Turbocharging

The turbocharger is a device which increases the output power of a normally aspirated engine. It was invented by Swiss engineer Alfred Büchi. His patent for a turbo charger was applied for use in 1905. Diesel ships and locomotives with turbochargers began appearing in the 1920s.

Working principle of a Turbocharger

A turbocharger consists of a turbine and a compressor linked by a shared axle. The turbine inlet receives exhaust gases from the engine causing the turbine wheel to rotate. This rotation drives the compressor, compressing ambient air and delivering it to the air intake manifold of the engine at higher pressure, resulting in a greater amount of the air entering the cylinder. In some instances, compressed air is routed through an intercooler before introduction to the intake manifold.

The objective of a turbocharger is the same as a supercharger; to improve upon the size-to-output efficiency of an engine by solving one of its cardinal limitations. A naturally aspirated automobile engine uses only the downward stroke of a piston to create an area of low pressure in order to draw air into the cylinder through the intake valves. Because the pressure in the atmosphere is no more than approximately 14.7 psi, there ultimately will be a limit to the pressure difference across the intake valves and thus the amount of airflow entering the combustion chamber. This ability to fill the cylinder with air is its volumetric efficiency. Because the turbocharger increases the pressure at the point where air is entering the cylinder, a greater mass of air will be forced in as the inlet manifold pressure increases. The additional air makes it possible to add more fuel, increasing the power and torque output of the engine.

Because the pressure in the cylinder must not go too high to avoid detonation and physical damage, the intake pressure must be controlled by controlling the rotational speed of the turbocharger. The control function is performed by a wastegate, which routes some of the exhaust flow away from the exhaust turbine. This controls shaft speed and regulates air pressure in the intake manifold.
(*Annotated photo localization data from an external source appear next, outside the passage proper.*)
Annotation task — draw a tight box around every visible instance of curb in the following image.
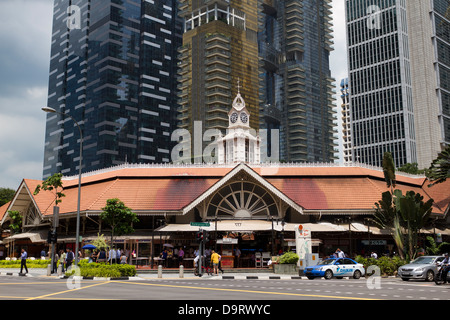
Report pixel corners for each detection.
[60,276,134,281]
[0,272,32,277]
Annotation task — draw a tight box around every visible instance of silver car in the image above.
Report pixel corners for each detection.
[398,256,445,282]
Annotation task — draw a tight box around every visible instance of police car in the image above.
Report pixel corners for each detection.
[304,258,365,280]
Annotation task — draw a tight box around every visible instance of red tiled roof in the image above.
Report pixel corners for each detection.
[0,202,10,221]
[18,165,449,217]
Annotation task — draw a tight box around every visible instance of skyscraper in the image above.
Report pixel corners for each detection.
[406,0,449,168]
[345,0,449,169]
[345,0,417,168]
[42,0,182,178]
[340,78,352,163]
[177,0,337,162]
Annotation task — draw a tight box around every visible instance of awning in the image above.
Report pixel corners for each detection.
[3,231,47,243]
[157,220,284,232]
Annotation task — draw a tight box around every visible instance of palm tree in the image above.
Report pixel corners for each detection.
[426,145,450,187]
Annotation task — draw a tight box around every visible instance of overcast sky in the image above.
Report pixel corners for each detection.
[0,0,348,190]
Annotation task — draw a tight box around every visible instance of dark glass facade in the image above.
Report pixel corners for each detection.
[259,0,336,162]
[43,0,182,178]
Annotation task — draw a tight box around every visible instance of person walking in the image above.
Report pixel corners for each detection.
[120,251,127,264]
[178,247,185,266]
[59,250,66,272]
[20,249,28,274]
[53,251,59,274]
[65,248,74,270]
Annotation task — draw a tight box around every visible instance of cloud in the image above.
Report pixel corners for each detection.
[0,0,53,189]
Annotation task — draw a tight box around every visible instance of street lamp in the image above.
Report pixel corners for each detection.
[42,107,83,267]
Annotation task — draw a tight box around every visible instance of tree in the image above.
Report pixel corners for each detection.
[425,236,450,255]
[382,152,396,191]
[0,188,15,207]
[100,198,139,249]
[33,173,65,205]
[398,191,433,260]
[92,233,109,251]
[426,145,450,186]
[7,210,22,235]
[398,163,425,175]
[374,190,405,259]
[374,190,433,260]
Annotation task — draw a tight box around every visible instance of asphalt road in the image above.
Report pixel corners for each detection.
[0,275,449,302]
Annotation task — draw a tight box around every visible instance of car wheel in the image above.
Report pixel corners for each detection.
[324,269,333,280]
[425,270,434,282]
[353,270,362,279]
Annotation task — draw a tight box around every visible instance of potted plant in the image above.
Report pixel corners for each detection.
[274,251,299,274]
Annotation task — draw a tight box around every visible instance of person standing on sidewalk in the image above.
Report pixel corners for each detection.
[20,249,28,274]
[211,250,220,275]
[65,248,74,270]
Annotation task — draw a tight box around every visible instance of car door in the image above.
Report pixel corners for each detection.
[334,258,346,276]
[342,258,356,276]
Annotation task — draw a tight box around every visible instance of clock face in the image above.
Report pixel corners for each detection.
[240,112,248,123]
[230,112,238,123]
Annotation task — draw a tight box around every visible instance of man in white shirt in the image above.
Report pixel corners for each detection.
[109,247,117,264]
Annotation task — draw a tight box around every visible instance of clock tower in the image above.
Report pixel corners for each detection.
[217,84,260,164]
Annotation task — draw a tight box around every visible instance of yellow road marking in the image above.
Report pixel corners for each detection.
[114,281,380,300]
[26,281,112,300]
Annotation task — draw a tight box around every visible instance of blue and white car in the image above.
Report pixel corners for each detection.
[305,258,365,280]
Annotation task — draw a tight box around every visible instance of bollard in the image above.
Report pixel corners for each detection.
[47,264,52,276]
[179,265,184,278]
[158,264,163,278]
[57,265,62,276]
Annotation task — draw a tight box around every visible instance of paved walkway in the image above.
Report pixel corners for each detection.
[0,268,301,280]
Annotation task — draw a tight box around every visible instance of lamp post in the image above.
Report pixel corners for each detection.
[42,107,83,267]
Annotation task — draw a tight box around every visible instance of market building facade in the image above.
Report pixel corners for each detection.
[1,161,449,268]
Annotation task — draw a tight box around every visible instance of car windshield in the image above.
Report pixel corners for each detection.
[318,259,336,265]
[410,257,435,264]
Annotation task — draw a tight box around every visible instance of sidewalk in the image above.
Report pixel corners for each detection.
[0,268,302,280]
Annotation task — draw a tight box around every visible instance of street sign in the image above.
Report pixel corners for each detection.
[190,222,210,227]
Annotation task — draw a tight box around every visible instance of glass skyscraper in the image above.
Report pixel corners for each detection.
[346,0,416,168]
[43,0,182,178]
[345,0,449,169]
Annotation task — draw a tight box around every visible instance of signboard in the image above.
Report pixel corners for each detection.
[295,225,312,267]
[190,222,211,227]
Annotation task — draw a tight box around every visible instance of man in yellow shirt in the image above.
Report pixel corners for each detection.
[211,250,220,275]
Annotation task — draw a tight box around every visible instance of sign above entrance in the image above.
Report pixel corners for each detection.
[190,222,211,227]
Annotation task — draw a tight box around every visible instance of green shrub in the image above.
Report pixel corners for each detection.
[279,251,299,264]
[354,255,408,276]
[65,262,136,278]
[0,259,51,268]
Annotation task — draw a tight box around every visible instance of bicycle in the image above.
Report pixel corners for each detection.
[194,260,213,277]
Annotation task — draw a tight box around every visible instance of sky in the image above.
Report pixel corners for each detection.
[0,0,348,190]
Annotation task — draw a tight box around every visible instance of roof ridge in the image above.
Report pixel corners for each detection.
[365,176,386,196]
[86,179,119,211]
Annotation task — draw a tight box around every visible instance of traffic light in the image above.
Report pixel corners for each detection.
[204,231,210,242]
[196,230,204,242]
[47,230,57,244]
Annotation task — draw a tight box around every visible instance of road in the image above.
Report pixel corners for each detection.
[0,275,448,302]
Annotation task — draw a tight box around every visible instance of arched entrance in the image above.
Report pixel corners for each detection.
[206,181,279,219]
The application of a compressor to increase pressure at the point of cylinder air intake is often referred to as forced induction. Centrifugal superchargers compress air in the same fashion as a turbocharger. However, the energy to spin the supercharger is taken from the rotating output energy of the engine's crankshaft as opposed to normally exhausted gas from the engine. Superchargers use output energy from an engine to achieve a net gain, which must be provided from some of the engine's total output. Turbochargers, on the other hand, convert some of the piston engine's exhaust into useful work. This energy would otherwise be wasted out the exhaust. This means that a turbocharger is a more efficient use of the heat energy obtained from the fuel than a supercharger.

Production Automobiles

The first Turbo-Diesel truck was produced by the "Schweizer Maschinenfabrik Saurer" (Swiss Machine Works Saurer) 1938 [1].

The Corvair's innovative turbocharged flat-6 engine. The turbo, located at top right, feeds pressurized air into the engine through the chrome T-tube visible spanning the engine from left to right.
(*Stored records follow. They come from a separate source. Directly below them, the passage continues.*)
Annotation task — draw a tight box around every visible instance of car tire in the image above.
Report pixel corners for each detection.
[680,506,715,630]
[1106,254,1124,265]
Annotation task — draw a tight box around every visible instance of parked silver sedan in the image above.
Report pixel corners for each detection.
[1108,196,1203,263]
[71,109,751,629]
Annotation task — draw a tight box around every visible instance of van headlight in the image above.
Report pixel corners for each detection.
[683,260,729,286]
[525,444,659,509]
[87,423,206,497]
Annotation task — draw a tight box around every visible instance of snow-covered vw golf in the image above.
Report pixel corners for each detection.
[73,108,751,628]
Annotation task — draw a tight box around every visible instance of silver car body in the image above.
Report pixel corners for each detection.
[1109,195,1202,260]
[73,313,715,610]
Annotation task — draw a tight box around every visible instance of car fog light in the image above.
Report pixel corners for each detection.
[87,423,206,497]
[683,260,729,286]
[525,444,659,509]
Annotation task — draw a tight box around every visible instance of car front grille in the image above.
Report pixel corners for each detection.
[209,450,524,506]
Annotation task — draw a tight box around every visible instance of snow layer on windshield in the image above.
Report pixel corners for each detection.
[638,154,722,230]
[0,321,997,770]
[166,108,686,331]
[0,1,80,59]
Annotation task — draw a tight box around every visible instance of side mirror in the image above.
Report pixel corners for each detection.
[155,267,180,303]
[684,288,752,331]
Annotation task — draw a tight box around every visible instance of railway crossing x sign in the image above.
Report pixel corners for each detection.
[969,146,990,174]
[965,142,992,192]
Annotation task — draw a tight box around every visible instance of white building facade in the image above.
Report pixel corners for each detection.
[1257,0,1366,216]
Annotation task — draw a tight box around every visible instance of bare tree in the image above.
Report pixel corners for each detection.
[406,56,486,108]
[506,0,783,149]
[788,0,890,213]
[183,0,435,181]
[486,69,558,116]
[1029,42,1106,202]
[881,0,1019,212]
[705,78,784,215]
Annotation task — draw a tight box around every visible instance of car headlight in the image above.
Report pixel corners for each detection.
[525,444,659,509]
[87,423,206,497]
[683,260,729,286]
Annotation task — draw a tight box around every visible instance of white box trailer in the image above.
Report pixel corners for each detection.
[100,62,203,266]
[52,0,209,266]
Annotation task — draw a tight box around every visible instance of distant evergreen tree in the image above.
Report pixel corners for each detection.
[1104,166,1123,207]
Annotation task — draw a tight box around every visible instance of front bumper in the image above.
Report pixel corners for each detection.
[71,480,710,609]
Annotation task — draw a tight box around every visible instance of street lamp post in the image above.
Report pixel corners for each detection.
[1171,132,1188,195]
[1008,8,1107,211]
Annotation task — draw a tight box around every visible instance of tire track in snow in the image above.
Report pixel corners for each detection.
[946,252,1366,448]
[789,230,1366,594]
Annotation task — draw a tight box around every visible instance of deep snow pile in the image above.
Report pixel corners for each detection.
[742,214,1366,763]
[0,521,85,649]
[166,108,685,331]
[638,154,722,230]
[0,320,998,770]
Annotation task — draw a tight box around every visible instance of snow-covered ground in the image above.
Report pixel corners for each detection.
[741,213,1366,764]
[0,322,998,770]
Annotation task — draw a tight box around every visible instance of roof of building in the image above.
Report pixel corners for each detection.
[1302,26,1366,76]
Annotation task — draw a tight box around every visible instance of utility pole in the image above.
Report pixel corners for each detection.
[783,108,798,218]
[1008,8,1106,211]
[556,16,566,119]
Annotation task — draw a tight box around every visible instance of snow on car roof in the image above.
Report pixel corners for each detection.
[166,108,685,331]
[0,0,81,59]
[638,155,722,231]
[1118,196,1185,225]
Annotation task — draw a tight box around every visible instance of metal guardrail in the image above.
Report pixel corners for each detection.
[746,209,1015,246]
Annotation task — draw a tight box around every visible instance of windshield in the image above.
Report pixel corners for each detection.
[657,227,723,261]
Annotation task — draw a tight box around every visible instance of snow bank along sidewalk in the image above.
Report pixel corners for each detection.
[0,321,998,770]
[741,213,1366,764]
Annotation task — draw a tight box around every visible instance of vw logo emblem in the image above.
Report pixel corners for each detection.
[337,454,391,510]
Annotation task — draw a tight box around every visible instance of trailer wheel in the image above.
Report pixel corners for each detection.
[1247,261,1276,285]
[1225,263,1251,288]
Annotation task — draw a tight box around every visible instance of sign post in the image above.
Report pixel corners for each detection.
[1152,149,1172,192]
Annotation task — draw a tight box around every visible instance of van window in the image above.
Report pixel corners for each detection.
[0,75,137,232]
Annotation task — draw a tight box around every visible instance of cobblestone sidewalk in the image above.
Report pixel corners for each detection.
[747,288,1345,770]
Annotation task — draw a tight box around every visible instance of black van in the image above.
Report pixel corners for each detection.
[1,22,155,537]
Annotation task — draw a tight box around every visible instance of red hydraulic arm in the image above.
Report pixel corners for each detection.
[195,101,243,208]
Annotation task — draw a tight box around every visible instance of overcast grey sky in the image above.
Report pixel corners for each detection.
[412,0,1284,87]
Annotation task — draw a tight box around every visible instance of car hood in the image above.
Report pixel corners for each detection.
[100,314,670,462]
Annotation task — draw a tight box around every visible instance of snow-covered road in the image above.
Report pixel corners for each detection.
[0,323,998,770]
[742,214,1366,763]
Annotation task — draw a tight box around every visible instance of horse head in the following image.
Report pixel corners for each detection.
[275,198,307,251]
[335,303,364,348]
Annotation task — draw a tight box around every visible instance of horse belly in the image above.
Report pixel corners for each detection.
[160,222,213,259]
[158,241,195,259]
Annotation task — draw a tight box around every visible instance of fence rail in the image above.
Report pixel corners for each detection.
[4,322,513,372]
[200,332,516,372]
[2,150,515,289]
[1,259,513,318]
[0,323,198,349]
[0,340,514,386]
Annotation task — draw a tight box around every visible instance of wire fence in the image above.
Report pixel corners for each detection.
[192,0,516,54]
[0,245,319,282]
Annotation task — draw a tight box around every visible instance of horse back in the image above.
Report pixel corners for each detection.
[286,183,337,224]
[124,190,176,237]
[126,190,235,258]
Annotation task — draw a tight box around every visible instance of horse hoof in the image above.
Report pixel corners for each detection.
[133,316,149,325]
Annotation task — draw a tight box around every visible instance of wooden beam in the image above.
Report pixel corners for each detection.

The first production turbocharged automobile engines came from General Motors in 1962. The A-body Oldsmobile Cutlass Jetfire and Chevrolet Corvair Monza Spyder were both fitted with turbochargers.

The world's first production turbodiesel automobile was also introduced in 1978 by Mercedes-Benz with the launch of the 300SD turbodiesel. Today, nearly all automotive diesels are turbocharged.

Competition cars

The turbocharger first hit the automobile racing world in 1952 when Fred Agabashian qualified for pole position at the Indianapolis 500 and led for 100 miles (160 km) before tire shards disabled the compressor. Offenhauser's turbocharged engines returned to Indianapolis in 1966, with victories coming in 1968. The Offenhauser turbo peaked at over 1,000 hp (750 kW) in 1973, while Porsche dominated the Can-Am series with a 1,100 hp (820 kW) 917/30. Turbocharged cars dominated the Le Mans between 1976 and 1988, and then from 2000-2007.

In Formula One, in the so called "Turbo Era" of 1977 until 1989, engines with a capacity of 1500 cc could achieve anywhere from 1000 to 1500 hp (746 to 1119 kW) (Renault, Honda, BMW, Ferrari). Renault was the first manufacturer to apply turbo technology in the F1 field, in 1977. The project's high cost was compensated for by its performance, and led to other engine manufacturers following suit. The Turbo-charged engines took over the F1 field and ended the Ford Cosworth DFV era in the mid 1980s. However, the FIA decided that turbos were making the sport too dangerous and expensive, and from 1987 onwards, the maximum boost pressure was reduced before the technology was banned completely for 1989.

In Rallying, turbocharged engines of up to 2000 cc have long been the preferred motive power for the Group A/World Rally Car (top level) competitors, due to the exceptional power-to-weight ratios (and enormous torque) attainable. This combines with the use of vehicles with relatively small bodyshells for manoeuvreability and handling. As turbo outputs rose to similar levels as the F1 category (see above), the FIA, rather than banning the technology, enforced a restricted turbo inlet diameter (currently 34 mm).